We each took this trip for a variety of reasons. For me, I knew that I would discover parts of me that I had lost touch with. From being here before, I knew I could find a few answers that I had been seeking. I'm so appreciative that each of you was with me on my trip of self-discovery. So what did I discover?

· I discovered new meaning to a lesson I had been teaching my son. Leadership is NOT a position of power. It is a position of responsibility, service and passion.

· I discovered that my bike can no longer do its top speed of two years ago, but my bike is blaming that inability on the owner.

· I discovered, once again, that traveling with friends is a lot more educational and fun than traveling solo. I may be my own best company, but there are severe limitations to what I can learn in that scenario.

· I discovered that the open road on a motorcycle has a way of inspiring introspection and a reflection that tends to provide real answers for the management of my life. I call this Wind Therapy, and this trip provided that in abundance.

· I've re-discovered the power and immenseness of Nature, and have felt appropriately insignificant.

· I've witnessed again, and have learned more about the power of cooperation. We have all experienced the trip of a lifetime, and not one of us could have or would have done this alone. But the level of cooperation needed for this trip pales to the cooperation and coordination it must have taken to achieve Lake Powell Dam, the Royal-Gorge Bridge, or the pass through spotted wolf canyon. I have re-committed myself to the exploration of cooperation and all it can achieve. My version of the golden rule has been and is re-committed to be - If my needs are to be met, then I must contribute to meeting the needs of others. This is an inescapable rule of life in any animal society, including us humans.

· I've discovered that I am very similar to each of you, and yet very different. The similarities are the basis of a bond. And the differences are the basis of our learning from each other; at least that is how differences should be used.

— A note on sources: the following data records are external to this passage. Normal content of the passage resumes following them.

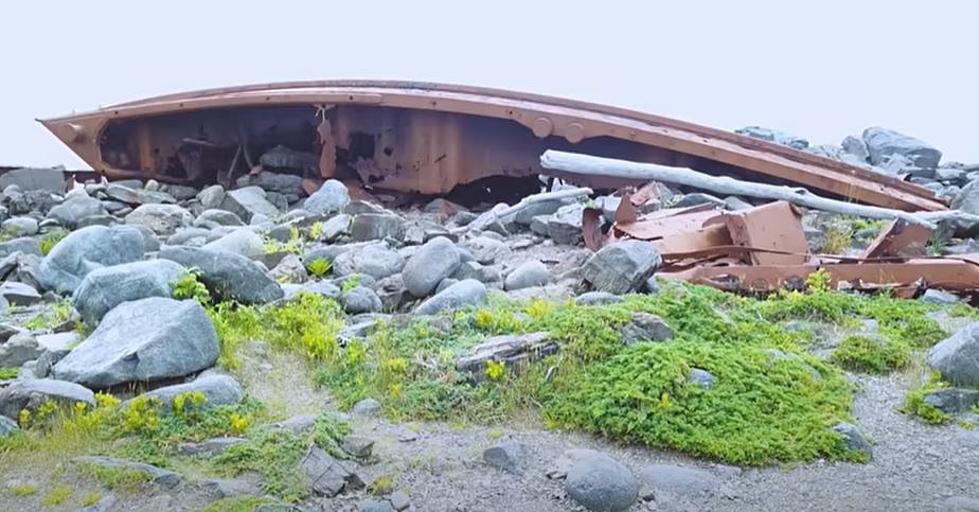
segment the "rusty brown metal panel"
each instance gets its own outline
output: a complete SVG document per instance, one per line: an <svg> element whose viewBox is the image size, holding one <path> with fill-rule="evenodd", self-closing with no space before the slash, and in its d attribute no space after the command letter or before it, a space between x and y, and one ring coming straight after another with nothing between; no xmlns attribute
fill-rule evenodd
<svg viewBox="0 0 979 512"><path fill-rule="evenodd" d="M893 220L867 247L863 257L870 259L923 256L929 237L931 237L931 230L924 226L908 224L901 219Z"/></svg>
<svg viewBox="0 0 979 512"><path fill-rule="evenodd" d="M905 210L945 208L931 191L922 187L737 134L623 109L471 87L333 81L225 88L151 98L91 114L49 119L43 123L93 168L111 177L122 177L139 175L139 172L109 164L98 147L100 134L111 120L271 105L389 107L506 120L522 125L526 137L529 137L526 141L524 138L514 138L520 140L517 147L503 153L514 156L516 162L530 160L529 155L523 153L537 146L537 149L560 149L568 145L581 145L582 149L592 147L597 153L611 152L613 154L609 156L623 156L617 153L621 147L616 149L615 144L607 142L618 140L647 147L647 156L659 160L657 163L670 163L669 160L672 160L674 164L687 165L689 162L721 173L725 172L725 166L730 166L880 206ZM452 133L443 133L442 136L451 139ZM466 132L457 130L455 133ZM457 143L478 148L480 139L486 133L468 134L457 139ZM534 138L540 142L531 143ZM606 142L592 144L599 140ZM509 141L507 148L512 143L512 140ZM446 147L453 146L448 144ZM438 162L431 161L431 158L423 159L418 164L420 176L402 176L392 180L392 184L406 187L407 190L424 185L429 191L438 186L439 191L444 192L456 184L501 172L499 168L486 170L463 166L473 161L473 155L476 161L480 161L483 157L478 153L479 149L472 149L469 155L457 157L457 165L451 168L447 167L448 164L436 165ZM436 158L440 156L436 155ZM446 155L443 160L448 158L450 156ZM404 162L399 161L399 164ZM390 168L384 170L391 171ZM538 171L535 164L527 167L505 166L502 169L502 172L514 175Z"/></svg>
<svg viewBox="0 0 979 512"><path fill-rule="evenodd" d="M751 263L754 265L797 265L808 259L804 255L809 246L799 212L785 201L725 213L722 219L734 245L790 253L753 252Z"/></svg>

· I've discovered that only in Utah can there be a highway exit that is in the middle of nowhere, that is literally called "No Name". I mean, for Christ-sake, it is the only exit for miles around, and was put there for some reason. Couldn't they at least find a name for it?

· I've discovered that there is so much more to discover about who I am, what I am, and how I am. Along with this, I've re-discovered that the path to those discoveries is facilitated first through my connection with people, then through my energy, and lastly through a motivation to be better. And, for me, better is the cornerstone of my approach to life.

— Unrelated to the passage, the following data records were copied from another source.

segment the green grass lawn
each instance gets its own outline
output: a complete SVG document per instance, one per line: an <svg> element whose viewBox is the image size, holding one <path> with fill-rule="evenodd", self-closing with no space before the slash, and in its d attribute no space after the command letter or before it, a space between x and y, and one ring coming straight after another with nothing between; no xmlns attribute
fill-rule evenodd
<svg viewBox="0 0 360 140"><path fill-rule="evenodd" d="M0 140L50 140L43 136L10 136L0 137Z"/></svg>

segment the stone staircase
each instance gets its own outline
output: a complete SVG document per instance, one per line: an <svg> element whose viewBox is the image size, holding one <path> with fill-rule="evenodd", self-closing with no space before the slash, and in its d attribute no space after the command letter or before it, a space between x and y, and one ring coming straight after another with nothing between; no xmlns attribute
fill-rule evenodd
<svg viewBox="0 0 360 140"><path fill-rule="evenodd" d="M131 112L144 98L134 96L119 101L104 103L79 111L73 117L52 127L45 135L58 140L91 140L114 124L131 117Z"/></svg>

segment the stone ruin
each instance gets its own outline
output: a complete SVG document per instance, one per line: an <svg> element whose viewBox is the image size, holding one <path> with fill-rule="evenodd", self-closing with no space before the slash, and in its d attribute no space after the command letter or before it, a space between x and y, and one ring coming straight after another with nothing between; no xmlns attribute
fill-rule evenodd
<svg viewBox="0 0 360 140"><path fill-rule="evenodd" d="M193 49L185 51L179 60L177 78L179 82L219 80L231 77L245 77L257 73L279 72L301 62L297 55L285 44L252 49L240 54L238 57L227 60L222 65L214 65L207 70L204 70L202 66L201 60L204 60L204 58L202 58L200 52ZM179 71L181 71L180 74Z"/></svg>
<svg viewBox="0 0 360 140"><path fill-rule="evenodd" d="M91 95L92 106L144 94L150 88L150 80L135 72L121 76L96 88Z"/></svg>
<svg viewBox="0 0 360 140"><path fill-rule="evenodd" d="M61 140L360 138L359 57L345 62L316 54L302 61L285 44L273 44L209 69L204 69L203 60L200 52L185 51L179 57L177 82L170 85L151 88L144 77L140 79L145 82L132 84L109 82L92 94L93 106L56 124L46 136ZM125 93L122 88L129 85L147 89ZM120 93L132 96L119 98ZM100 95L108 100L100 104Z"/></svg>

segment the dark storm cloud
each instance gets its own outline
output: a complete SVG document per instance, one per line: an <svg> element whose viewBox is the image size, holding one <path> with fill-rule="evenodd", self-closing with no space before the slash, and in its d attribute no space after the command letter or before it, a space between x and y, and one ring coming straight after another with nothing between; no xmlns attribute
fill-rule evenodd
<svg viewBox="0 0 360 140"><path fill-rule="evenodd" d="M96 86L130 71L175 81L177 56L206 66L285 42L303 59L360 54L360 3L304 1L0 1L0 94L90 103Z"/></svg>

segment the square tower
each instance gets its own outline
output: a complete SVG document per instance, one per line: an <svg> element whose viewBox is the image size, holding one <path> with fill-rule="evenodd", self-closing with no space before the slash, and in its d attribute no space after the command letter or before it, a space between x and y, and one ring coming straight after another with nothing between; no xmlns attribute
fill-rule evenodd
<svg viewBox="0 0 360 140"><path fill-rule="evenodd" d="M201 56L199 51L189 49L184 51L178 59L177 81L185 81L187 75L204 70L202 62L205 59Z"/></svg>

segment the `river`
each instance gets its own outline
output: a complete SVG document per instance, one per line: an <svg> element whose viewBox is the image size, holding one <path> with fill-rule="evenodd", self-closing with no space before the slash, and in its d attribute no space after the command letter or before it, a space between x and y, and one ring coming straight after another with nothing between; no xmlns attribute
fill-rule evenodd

· These discoveries may not be earth-shattering, or deeply profound. And these certainly aren't new discoveries. Everyone knows this stuff, or so they may think. But each time I learn these things over and over, new meaning is given to them and there are new ways these discoveries enrich my efforts and connections.

· So please accept my thanks for being able to serve you all on this trip.


Blogger Host Comment:
Lee has often jokingly referred to us as the "Senseless Six", however, I feel we should be more aptly dubbed the "Sensational Six." Lee's words only scratch the surface of our experiences, introspection, respect for each other and this magnificent place called Earth. Thank you Lee for your contribution here, and the words of friendship spoken from the heart.